Distinguished in Sanford v. Savings, etc., Soc., 80 Fed. 61, and Hovey v. Edmison, 3 Dak. 471, 22 N. W. 604, where rate, after maturity, was stipulated for in agreement; New Orleans v. Warner, 175 U. S. 147, holding commencement of suit sufficient demand to start running of interest. Denied in Shaw v. Rigby, 84 Ind. 878, 43 Am. Rep. 99, holding rate fixed by contract measure of damages after maturity; Union Inst. v. Boston, 129 Mass. 93, 94, 37 Am. Rep. 312, 313, reviewing authorities, and adopting rate fixed in note and mortgage as in accord with intention of parties; Borders v. Barber, 81 Mo. 645, and Briscoe v. Kinealy, 8 Mo. App. 83, both holding, where interest was payable "from date," same rate continued after maturity; Barbour v. Tompkins, 31 W. Va. 421, 7 8. E. 7, holding contract rate should govern until note is paid.

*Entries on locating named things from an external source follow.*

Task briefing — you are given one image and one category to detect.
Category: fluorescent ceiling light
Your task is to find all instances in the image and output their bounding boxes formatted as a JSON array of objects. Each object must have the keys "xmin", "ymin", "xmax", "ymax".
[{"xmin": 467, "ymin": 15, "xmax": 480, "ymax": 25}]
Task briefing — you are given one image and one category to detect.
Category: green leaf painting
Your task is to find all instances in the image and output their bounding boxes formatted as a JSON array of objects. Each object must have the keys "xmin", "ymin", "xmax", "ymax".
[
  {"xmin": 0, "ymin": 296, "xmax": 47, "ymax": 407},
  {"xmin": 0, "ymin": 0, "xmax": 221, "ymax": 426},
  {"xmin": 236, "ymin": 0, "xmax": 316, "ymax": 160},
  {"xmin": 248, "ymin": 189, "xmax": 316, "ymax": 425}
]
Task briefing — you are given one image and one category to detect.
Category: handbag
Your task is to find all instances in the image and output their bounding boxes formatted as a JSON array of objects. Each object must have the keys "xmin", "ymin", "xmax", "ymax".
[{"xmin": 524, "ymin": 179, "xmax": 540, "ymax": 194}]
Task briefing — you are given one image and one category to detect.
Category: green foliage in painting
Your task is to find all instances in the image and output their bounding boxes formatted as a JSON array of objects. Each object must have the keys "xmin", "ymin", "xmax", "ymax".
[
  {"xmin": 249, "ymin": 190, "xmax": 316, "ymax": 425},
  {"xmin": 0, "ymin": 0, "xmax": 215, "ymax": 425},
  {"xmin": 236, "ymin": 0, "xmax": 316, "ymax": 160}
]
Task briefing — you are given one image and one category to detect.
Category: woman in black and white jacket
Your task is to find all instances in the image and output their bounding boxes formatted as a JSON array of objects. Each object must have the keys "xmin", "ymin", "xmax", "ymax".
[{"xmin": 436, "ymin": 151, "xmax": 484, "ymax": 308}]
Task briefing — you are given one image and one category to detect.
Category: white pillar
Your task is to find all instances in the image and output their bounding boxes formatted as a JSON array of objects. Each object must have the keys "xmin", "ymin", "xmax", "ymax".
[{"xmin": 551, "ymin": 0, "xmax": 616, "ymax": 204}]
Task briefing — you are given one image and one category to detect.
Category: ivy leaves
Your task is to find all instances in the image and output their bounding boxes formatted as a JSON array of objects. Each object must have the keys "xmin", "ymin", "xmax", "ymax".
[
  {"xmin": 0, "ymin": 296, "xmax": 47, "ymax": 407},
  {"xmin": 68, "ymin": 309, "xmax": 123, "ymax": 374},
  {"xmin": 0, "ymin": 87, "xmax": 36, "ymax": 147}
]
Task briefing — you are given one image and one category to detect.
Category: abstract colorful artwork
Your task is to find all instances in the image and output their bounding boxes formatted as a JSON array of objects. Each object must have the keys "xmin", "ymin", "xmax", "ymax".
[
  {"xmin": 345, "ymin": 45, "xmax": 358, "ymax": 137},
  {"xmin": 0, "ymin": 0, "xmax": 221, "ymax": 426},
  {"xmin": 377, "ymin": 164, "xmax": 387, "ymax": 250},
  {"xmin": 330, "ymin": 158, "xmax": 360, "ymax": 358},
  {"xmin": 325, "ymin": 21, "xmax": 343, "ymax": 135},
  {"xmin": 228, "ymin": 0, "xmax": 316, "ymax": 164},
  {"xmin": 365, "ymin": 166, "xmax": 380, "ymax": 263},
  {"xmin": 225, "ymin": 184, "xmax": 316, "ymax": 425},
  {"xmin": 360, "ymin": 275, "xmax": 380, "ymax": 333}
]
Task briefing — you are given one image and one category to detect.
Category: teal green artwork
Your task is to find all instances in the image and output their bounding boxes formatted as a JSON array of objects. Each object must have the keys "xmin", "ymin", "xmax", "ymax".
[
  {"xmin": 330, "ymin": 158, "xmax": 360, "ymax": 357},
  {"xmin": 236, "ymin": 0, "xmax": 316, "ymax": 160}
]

Usury. Where statute makes usury penal, but does not declare contract void, usurious bond may be enforced for amount actually due, p. 177.

Followed in Farmers, etc., Bank v. Dearing, 91 U. S. 35, 23 L. 199, holding bank charging unlawful interest under national banking act entitled to recover principal; Lewis v. Clarendon, 5 Dill. 339, F. C. 8,320, allowing legal rate on municipal bonds where contract rate was in excess of chartered powers of railroad; Curtis v. Vallton, 3 Mont. 156, holding note void only to extent of compound interest charged; Scottish M. & L. Inv. Co. v. McBroom, 6 N. Mex. 587, 30 Pac. 863, holding contract void to extent of requiring bonus in excess of legal interest.